In un ampio articolo su Eppen (L’Eco di Bergamo) del dicembre 2021, Chiara Donizelli esordisce con l’intenzione di non scindere il vissuto di Candelaria Romero dalla sua produzione poetica. Confermo la necessità di sottolineare quanto siano veri e concreti non solo il contenuto, ma la forma stessa, in coerenza con il respiro di verità dell’autrice, la pienezza della sua persona.
Nata in Argentina da genitori intellettuali (il padre giornalista e scrittore, la madre ricercatrice universitaria) ed entrambi poeti, a tre anni Candelaria li segue sulla via dell’esilio a seguito del colpo di Stato militare del generale Jorge Videla del 1976 e della conseguente dittatura. Cresce e si forma in Svezia, terra di asilo, dove si diploma in teatro presso il liceo “Södra Latin” di Stoccolma.
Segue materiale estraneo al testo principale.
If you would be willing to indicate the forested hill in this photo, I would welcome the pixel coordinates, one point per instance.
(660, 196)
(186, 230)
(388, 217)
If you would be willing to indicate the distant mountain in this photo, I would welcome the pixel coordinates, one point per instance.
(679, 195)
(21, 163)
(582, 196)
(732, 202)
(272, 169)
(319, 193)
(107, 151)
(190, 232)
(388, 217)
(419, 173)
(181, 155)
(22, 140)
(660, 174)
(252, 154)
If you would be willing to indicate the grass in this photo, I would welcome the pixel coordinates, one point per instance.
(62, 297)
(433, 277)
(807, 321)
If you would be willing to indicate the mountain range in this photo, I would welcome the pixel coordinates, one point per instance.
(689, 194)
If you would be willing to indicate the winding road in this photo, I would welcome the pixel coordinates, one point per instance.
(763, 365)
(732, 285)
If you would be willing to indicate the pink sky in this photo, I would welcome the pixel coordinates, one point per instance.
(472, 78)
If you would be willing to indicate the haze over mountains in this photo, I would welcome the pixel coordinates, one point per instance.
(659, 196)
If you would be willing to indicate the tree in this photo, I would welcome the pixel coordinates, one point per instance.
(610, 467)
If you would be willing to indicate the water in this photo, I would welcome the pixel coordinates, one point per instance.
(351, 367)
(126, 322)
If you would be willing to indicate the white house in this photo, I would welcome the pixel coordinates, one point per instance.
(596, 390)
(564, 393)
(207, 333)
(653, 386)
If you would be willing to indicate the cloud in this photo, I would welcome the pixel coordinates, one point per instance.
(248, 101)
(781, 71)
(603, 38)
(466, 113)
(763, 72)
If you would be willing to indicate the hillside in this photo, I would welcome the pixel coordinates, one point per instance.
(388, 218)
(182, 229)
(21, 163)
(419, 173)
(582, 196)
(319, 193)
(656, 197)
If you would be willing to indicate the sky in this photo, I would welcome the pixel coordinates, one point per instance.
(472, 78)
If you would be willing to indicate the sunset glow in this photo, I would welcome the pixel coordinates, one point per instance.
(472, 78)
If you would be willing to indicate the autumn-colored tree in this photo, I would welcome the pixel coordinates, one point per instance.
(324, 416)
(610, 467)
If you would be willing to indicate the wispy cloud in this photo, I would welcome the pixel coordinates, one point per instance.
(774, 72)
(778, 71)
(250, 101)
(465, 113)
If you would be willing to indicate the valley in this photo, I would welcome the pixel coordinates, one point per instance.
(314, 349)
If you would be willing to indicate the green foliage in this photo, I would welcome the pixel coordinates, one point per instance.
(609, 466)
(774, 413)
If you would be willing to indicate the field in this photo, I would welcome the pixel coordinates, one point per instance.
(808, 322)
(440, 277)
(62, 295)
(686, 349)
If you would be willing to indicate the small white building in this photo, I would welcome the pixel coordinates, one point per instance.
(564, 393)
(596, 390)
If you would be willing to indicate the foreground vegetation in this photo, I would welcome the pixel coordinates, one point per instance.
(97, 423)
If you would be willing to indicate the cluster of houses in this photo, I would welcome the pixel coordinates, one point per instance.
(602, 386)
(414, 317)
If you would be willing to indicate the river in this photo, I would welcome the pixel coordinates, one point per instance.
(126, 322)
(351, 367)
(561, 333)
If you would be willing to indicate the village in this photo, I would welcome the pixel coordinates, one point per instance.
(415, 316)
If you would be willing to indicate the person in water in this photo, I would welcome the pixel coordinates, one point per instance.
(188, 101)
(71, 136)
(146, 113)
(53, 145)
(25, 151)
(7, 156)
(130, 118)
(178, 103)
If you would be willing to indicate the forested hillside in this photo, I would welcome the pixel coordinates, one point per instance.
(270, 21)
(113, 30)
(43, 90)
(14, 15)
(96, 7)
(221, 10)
Conclude la propria formazione a Bergamo, dove vive tuttora, continuando a occuparsi di teatro, scrittura, poesia.
L’esilio quindi e i trasferimenti in territori anche linguisticamente distanti hanno improntato la costruzione della sua dimensione esistenziale, il suo concetto di “dimora” e Candelaria ha imparato a trovare in sé stessa e negli affetti familiari la prima costante, le matrici del pensiero. Ha imparato a riconoscere i segni della Storia. Chi vive una vita stanziale trova continue conferme del proprio esistere e delle proprie radici negli oggetti – vi si lega, si impiglia -, nella rassicurazione della casa, nelle strade di quartiere. Lei ha dovuto selezionare ciò che parla, riconoscere prima sé nel caos della vita che sé nelle cose. Ha potuto provare quanto una ragazza possa autoaffermarsi come elemento del mondo, a prescindere dalle relazioni con alcuni elementi radicali e collocarsi in armonia con le proprie attitudini.
Le quattro raccolte finora pubblicate tracciano volutamente un’evoluzione cronologica che Romero tiene a saldare e riproporre quando parla di ogni singolo volume, ben conscia che le manifestazioni di sé siano una risultante. La prima silloge, Poesie di fine mondo ha il respiro di un’ansia emergenziale, del sovvertimento; Salto mortale vive la consapevolezza del passo lungo, dello spostamento come sfida; Abitare già contiene molti elementi di quest’ultima raccolta e costruisce casa. “Casa” compare spesso in Un uccello ha fatto il nido nella mia testa (edito dalla Samuele Editore quest’anno – “Case” è anche il titolo della prima sezione di Abitare), ma non presenta solidi muri maestri, strutture portanti: ha più aperture che pareti e direi che le pareti sono attraversabili. La delusione e i colpi ripetuti che sviluppano il “nido” pascoliano sono già stati vissuti e superati, l’autrice traccia la via della conciliazione con il male esteriore che si fa interiore, con la constatazione della realtà dei fatti, i “mostri” familiarmente protagonisti di alcune riuscite e vivaci composizioni cui accenno in seguito. Nella casa di Candelaria il dentro si sfrangia nel fuori, tanto che anche il bosco è simbolo di casa (“Bosco” è il titolo della seconda sezione di “Abitare”). Il bosco, si badi bene, non il cortile, la strada, ma l’elemento selvatico (lemma frequente in posizione chiave). Le stanze sono teatro di relazioni, le stanze sono da pulire, da spolverare quasi in dialogo; la selva è luogo di espansione e espressione dell’Es, del dionisiaco. Le case e le finestre “parlanti” di Umberto Fiori qui fanno sporgere dai davanzali racconti privati di decine di condòmini a un albero, cresciuto al centro di un grande caseggiato; ancora l’elemento del bosco che entra in dialogo con la sfera più intima dell’uomo e conserva il segreto.